The Show request initiator chain option shows the chain of requests leading up to the selected request. The Request Chain tab shows a waterfall that only contains requests that lead up to this request. If the selected request is an initiator for other requests these Initiated Requests will also be shown.
You should file a feature request in the issue tracker against the DevTools. The initiator information is not exported in the HAR, so getting it out of there isn't going to work. As far as I know, no existing API allows for this either.
I've been able to implement a solution that uses PhantomJS to get all of the URLs loaded by a page, and then use a combination of xargs, curl and grep to find the search string at those URLs.
The first piece is this PhantomJS script, which simply outputs every URL requested by a page:
system = require('system');
var page = require('webpage').create();
page.onResourceRequested= function(req) {
console.log(req.url);
};
page.open(system.args[1], function(status) {
phantom.exit(1);
});
Here it is in action:
$ phantomjs urls.js http://www.stackoverflow.com | head -n6
http://www.stackoverflow.com/
http://stackoverflow.com/
http://ajax.googleapis.com/ajax/libs/jquery/1.7.1/jquery.min.js
http://cdn.sstatic.net/Js/stub.en.js?v=06bb9dbfaca7
http://cdn.sstatic.net/stackoverflow/all.css?v=af4b547e0e9f
http://cdn.sstatic.net/img/share-sprite-new.svg?v=d09c08f3cb07
For my problem I'm not interested in images, and those can be fitlered out by adding the phantomjs arg --load-images=no
.
The second piece is taking all of the URLs and searching them.
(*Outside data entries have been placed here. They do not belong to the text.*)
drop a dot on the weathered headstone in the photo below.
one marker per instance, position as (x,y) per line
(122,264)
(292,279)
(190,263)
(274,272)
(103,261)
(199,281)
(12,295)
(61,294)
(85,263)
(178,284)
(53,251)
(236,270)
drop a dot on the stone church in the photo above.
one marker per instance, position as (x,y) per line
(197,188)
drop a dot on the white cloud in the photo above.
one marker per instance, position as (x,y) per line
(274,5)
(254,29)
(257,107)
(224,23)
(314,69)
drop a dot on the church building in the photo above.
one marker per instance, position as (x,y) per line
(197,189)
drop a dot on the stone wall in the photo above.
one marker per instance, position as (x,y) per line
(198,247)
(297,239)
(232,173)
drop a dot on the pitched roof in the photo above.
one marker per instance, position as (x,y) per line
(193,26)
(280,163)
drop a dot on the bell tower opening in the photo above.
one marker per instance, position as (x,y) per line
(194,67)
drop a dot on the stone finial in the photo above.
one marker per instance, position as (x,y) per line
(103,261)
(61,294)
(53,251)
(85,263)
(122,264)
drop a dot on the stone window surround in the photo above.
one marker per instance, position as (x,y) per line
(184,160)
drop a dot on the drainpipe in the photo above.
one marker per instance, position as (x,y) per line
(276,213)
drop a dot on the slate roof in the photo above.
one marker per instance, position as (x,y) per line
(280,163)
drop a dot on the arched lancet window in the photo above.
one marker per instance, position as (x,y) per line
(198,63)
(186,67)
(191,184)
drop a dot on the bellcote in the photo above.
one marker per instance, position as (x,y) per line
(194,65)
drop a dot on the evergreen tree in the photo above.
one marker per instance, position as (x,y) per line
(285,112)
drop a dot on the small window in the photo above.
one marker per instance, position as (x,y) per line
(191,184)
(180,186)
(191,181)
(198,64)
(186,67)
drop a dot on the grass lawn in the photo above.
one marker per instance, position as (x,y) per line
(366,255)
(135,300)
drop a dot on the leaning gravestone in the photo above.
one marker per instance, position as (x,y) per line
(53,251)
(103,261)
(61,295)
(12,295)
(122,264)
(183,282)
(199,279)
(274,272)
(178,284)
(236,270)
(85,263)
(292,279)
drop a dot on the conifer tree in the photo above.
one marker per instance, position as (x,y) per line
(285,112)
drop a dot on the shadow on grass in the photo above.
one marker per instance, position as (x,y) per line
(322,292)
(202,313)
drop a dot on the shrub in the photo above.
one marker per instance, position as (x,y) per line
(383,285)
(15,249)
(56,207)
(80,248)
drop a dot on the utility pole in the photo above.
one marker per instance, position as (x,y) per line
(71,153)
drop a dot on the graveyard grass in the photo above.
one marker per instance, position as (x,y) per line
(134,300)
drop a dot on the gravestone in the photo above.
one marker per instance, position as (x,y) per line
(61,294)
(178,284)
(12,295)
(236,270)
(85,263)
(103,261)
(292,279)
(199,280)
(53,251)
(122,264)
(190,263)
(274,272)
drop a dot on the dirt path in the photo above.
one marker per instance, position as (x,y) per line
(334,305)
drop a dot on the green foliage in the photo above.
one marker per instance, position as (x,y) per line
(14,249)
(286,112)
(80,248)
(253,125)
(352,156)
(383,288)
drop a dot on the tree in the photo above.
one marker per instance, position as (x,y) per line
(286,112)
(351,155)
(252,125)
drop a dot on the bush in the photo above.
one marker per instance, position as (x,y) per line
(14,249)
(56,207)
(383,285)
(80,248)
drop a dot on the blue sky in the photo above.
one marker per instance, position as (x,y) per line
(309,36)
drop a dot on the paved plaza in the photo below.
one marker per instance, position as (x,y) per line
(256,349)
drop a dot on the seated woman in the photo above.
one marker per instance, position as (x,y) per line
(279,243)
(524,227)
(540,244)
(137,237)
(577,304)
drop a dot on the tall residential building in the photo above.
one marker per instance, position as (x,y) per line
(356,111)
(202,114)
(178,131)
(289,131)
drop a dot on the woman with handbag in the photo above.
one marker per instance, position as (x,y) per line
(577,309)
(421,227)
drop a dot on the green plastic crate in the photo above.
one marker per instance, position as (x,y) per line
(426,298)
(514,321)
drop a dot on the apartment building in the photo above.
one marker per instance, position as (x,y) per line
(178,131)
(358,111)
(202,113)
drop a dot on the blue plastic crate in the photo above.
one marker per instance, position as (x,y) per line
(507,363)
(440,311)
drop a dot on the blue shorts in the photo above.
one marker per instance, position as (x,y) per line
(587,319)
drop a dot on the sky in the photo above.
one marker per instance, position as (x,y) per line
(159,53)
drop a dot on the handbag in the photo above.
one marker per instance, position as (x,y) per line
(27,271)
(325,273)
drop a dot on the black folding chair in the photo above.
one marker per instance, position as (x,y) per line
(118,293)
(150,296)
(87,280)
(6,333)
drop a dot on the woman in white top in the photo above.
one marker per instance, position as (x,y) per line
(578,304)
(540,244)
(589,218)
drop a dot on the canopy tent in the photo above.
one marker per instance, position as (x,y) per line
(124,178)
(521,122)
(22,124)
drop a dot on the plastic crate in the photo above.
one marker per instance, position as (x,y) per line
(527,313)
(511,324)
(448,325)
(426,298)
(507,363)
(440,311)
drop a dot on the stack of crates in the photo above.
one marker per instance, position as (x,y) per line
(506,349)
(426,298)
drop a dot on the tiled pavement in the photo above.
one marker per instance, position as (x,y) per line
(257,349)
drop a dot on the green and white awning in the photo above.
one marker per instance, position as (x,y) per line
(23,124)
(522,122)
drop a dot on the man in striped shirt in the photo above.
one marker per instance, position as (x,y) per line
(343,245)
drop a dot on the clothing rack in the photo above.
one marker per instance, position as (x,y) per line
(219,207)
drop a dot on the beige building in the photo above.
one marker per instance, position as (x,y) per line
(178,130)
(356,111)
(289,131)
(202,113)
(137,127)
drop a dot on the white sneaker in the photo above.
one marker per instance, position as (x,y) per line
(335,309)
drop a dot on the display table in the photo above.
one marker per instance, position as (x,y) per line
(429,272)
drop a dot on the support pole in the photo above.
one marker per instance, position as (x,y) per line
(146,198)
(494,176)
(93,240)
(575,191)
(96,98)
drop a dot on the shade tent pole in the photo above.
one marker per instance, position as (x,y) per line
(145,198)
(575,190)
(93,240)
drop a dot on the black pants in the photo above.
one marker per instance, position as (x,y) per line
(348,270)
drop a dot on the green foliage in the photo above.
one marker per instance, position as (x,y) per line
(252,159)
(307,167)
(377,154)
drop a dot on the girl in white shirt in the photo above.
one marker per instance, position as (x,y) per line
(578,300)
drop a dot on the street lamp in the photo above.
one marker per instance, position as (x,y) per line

It's not enough to just output the match, I also need the context around which URL was matched, and ideally which line number too. Here's how to do that:
$ cat urls | xargs -I% sh -c "curl -s % | grep -E -n -o '(.{0,30})SEARCH_TERM(.{0,30})' | sed 's#^#% #'"
We can wrap this all up in a little script, where we'll pipe the output back through grep to get color highlighting on the search string:
#!/bin/bash
phantomjs --load-images=no urls.js $1 | xargs -I% sh -c "curl -s % | grep -E -n -o '(.{0,30})$2(.{0,30})' | sed 's#^#% #' | grep $2 --color=always"
We can then use it to search for any term on any site. Here we're looking for adzerk.net on stackoverflow.com:
So you can see that the adzerk.net request gets initiated somewhere around line 4158 of the main stackoverflow page. It's not a perfect solution because the invocation might be somewhere completely different from where the URL is defined, but it's probably a close, and certainly a good point to start tracking down the exact invocation site.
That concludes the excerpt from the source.